En tête d’affiche, l’auteure Kim Thúy a raconté comment les conditions sanitaires et alimentaires ont marqué son parcours migratoire, au point où de graves allergies aux œufs et aux poissons ont disparu, son corps étant confronté à des conditions de survie extrêmes. Au travers de ses histoires, parfois drôles, parfois touchantes, Mme Thúy a sensibilisé son auditoire au rôle délicat des professionnels de la santé en contact avec les migrants pendant leur parcours migratoire. Émue, elle a raconté le moment où en Malaisie, lors de son évaluation de santé, une médecin a rapidement tiré sur son pantalon à bande élastique pour confirmer son sexe avant de le relâcher.    
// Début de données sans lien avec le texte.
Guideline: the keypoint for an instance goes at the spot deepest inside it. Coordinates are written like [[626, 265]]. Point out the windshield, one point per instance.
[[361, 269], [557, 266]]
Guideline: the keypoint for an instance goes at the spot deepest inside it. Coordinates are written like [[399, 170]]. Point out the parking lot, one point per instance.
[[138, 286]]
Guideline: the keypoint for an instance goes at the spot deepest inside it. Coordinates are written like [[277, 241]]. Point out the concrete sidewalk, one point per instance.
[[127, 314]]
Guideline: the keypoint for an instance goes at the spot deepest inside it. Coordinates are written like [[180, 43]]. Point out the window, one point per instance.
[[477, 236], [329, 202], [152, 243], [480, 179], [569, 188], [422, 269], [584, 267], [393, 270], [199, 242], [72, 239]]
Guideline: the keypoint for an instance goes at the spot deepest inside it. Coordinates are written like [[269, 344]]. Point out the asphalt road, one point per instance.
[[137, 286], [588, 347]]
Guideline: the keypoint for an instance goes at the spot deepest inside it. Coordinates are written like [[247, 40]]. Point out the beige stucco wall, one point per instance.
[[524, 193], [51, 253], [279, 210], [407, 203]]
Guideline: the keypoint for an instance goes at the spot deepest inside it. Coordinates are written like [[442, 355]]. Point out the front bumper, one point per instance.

Symposium populations vulnerables2

« J’ai encore le souvenir tellement profond de l’élastique qui pince ma peau. Un si petit geste, tellement anodin, mais qui m’a enlevé ma dignité. Comme médecin, comme professionnel de la santé, votre façon d’agir auprès des migrants est déterminante. Ce sont de très petites choses qui font en sorte de respecter la dignité d’un individu ou de la lui enlever » a souligné Mme Thúy.

 

S’exiler est une obligation, pas un choix!

Rachel Kiddell-Monroe est membre du conseil d’administration de MSF-international. Dès le début de sa carrière, elle a renoncé à des opportunités d’emploi comme avocate pour se consacrer à défendre les droits des migrants et tenter d’améliorer les conditions dans lesquelles leur parcours migratoire se déroule. Ses actions l’ont menée en Indonésie, à Djibouti, au Rwanda, en République du Congo et dans de nombreux pays d’Amérique latine. Partout, elle a tenté avec ses collègues de créer « une île sécuritaire au milieu d’une mer d’atrocité » pour ces personnes qui sont dans l’obligation de quitter leurs pays, leurs racines, leurs traditions et leur langue à cause de conflits violents. « Il y a un coût humain réel à l’indifférence des pays envers les migrants. » Avec des images frappantes, elle a démontré la dure réalité des migrants dans leur pays d’origine et les enjeux liés à la santé auxquels ils sont confrontés, pour aider les participants à mieux comprendre l’état de santé des migrants lors de leur arrivée au Québec.  

À la suite des conférences, six ateliers étaient ouverts aux participants pour approfondir des sujets tels que la toxicomanie et la santé mentale, la barrière langagière, les enjeux liés à l’absence de statut et de couverture médicale pour les migrants dans leur pays d’accueil, et les approches en périnatalité auprès des mères vulnérables. De plus, l’Association médicale canadienne a offert l’atelier Advocacy et Leadership, où les participants ont pu mieux comprendre les principes de la défense des droits et comment devenir des médecins engagés pour plaider en faveur de l’accès aux soins de santé des populations migrantes.